Today we conclude our Redcliffe Marketing Labs SEO Glossary by looking at S to Z and explaining all the key terms you are likely to come across.
Search Engine
Had to include this one! A search engine is a tool used to find information. Most of them work by the user typing in a search term and the engine delivering results deemed as the most relevant. They usually consist of a spider, index and relevancy algorithms.
SEM
Short for Search Engine Marketing. Depending on its context SEM can refer to paid internet marketing options such as Google Adwords as a overarching term to include all types of internet marketing.
Search Engine Optimisation (SEO)
SEO is the process of making your published work (such as websites and blogs) understandable to the search engines as something relevant and important in your field; the aim is to appear high up in the search results and therefore attract more unpaid traffic.

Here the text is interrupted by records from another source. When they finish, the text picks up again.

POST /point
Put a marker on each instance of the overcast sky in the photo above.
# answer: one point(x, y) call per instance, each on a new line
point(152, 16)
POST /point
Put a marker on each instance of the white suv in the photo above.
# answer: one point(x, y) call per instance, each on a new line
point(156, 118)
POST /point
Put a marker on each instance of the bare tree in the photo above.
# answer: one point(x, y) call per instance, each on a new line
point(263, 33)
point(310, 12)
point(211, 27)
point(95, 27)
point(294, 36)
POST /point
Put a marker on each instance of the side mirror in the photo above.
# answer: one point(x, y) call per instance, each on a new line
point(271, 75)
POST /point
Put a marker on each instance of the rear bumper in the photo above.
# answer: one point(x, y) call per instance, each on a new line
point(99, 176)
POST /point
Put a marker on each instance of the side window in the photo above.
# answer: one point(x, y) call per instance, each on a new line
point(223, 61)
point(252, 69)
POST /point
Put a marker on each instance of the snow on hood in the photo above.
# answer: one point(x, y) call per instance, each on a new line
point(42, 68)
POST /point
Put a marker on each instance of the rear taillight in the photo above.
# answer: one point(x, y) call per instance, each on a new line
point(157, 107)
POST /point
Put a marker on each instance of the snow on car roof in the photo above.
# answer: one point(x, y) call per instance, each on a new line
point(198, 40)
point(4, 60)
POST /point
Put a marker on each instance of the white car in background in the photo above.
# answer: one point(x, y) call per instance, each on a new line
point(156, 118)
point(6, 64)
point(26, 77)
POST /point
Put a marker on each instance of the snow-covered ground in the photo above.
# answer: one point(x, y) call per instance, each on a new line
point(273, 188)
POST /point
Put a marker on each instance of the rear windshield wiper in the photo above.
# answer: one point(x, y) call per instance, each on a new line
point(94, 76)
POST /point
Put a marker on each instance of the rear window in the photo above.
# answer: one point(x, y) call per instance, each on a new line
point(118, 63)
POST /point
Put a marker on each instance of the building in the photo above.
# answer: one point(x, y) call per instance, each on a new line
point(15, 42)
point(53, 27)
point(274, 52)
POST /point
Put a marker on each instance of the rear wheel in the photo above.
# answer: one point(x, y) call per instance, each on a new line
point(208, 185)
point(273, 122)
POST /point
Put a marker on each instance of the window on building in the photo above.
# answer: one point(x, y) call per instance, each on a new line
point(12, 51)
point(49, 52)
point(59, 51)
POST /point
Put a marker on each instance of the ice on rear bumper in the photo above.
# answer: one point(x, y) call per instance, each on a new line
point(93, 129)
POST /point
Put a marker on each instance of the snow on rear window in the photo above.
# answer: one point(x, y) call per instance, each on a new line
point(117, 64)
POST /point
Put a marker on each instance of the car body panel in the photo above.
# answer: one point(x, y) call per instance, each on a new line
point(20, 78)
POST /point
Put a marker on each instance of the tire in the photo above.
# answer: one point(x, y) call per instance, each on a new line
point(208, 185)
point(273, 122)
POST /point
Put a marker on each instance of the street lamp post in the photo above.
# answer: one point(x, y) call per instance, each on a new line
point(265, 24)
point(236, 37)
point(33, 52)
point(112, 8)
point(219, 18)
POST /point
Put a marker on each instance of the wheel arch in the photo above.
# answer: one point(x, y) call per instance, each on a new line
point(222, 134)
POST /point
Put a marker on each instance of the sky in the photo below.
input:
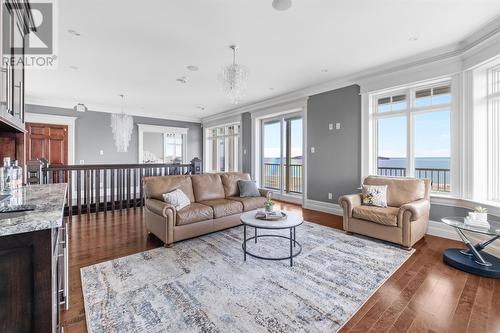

Such is human nature that the top search results get the vast amount of the traffic for any particular search. This is why SEO and rankings are such a big deal as very very few people will go past the second page of results – instead they will likely try a revised search to find more relevant sites.
The cornerstones of SEO are keyword research, SEO copywriting and link building. On-page SEO refers to what visitors see on your actual site; off-page SEO centers on the links that point to your site from external sites.
SERP
This is short for Search Engine Results Page – where search engines show the results for a search query.
Site Map
This is a page on your site which helps the search engines to index your pages and navigate through your site. They may also be created to be useful to humans, not just search engines.
On large websites the on-page navigation should help search engines find all applicable web pages.
Social Media
This is likely to affect the future of SEO considerably. Social media sites are websites like Facebook, Google Plus and Twitter, which publish user-generated content and encourage users to interact with each other through various media – text, video, audio, games etc.
Spider
A spider is a software robot that is used by the search engines to inspect websites to include in their index. Part of your SEO effort is to make your site friendly to the search engine spiders.
Squidoo
Squidoo is a popular, community website that allows users to create pages (called lenses) for subjects of interest. Internet marketers often use these lenses for promotional and SEO purposes as they provide a source of backlinks and traffic.
Submission
This is the act of making information systems, and related websites like directories, aware of your website.
Sometimes you have to physically submit your site details to these search engines and directories, but the bigger ones will pick them up automatically; it’s in their interests to have as many sites indexed as possible to give accurate search results.
Title
This is an important part of your on-page SEO, because the title element tag is used to describe the contents of a document and therefore let the search engines know what it is about. A common misunderstanding is that the ‘Title’ tag is part of the website backend code and doesn’t actually display on the page itself.
Titles should be unique to each page, descriptive and usually no more than 10 words with keywords at the beginning if possible.
You will see these titles appear in search results as the blue links that people click on and in the browser page tab. While writing Titles to include keywords is a consideration you also need to keep in mind that if you can write an engaging and compelling title that catches the human eye this too can increase the click through rate on your search result.
Updates
You will sometimes hear about search engine “updates.” This refers to the process of search engine algorithms being changed to maintain the relevancy of the search results. This is, in reality, a continuous process with most of the major search engines as they adjust the weighting of different factors used to rank websites.
URL
Uniform Resource Locator – this is the unique address of any web document. Every file on the internet has a URL that is unique to it and this system is what us to access that file across multiple interlinked networks.
Vertical Search
This is a search service that is focused in a particular area or field or presents only a particular type of information. YouTube, for example, is a vertical search engine for the video field. That’s all it means.
Viral Marketing
You’ve probably heard the term “go viral”. Viral marketing aims at producing content that gets spread around and shared often and rapidly, creating a marketing buzz. Common methods of sharing are via email, blogs or social media sites and the information may be videos, info-graphics, audio clips, articles or other content.
WordPress
You are reading this SEO glossary courtesy of WordPress! It is the popular open source website publishing and blog building platform. It is also often used as a content management system. It is an easy-to-use system with many features including a plug-in architecture and a template system.
That seems like a suitable place to wind up our SEO glossary. We hope the past few weeks have filled in a few of the gaps in your SEO knowledge.
We know it’s not a complete list of terms but we didn’t want to bamboozle you with too much terminology. Let us know what you think of it below – and whether there are any key SEO terms we have missed.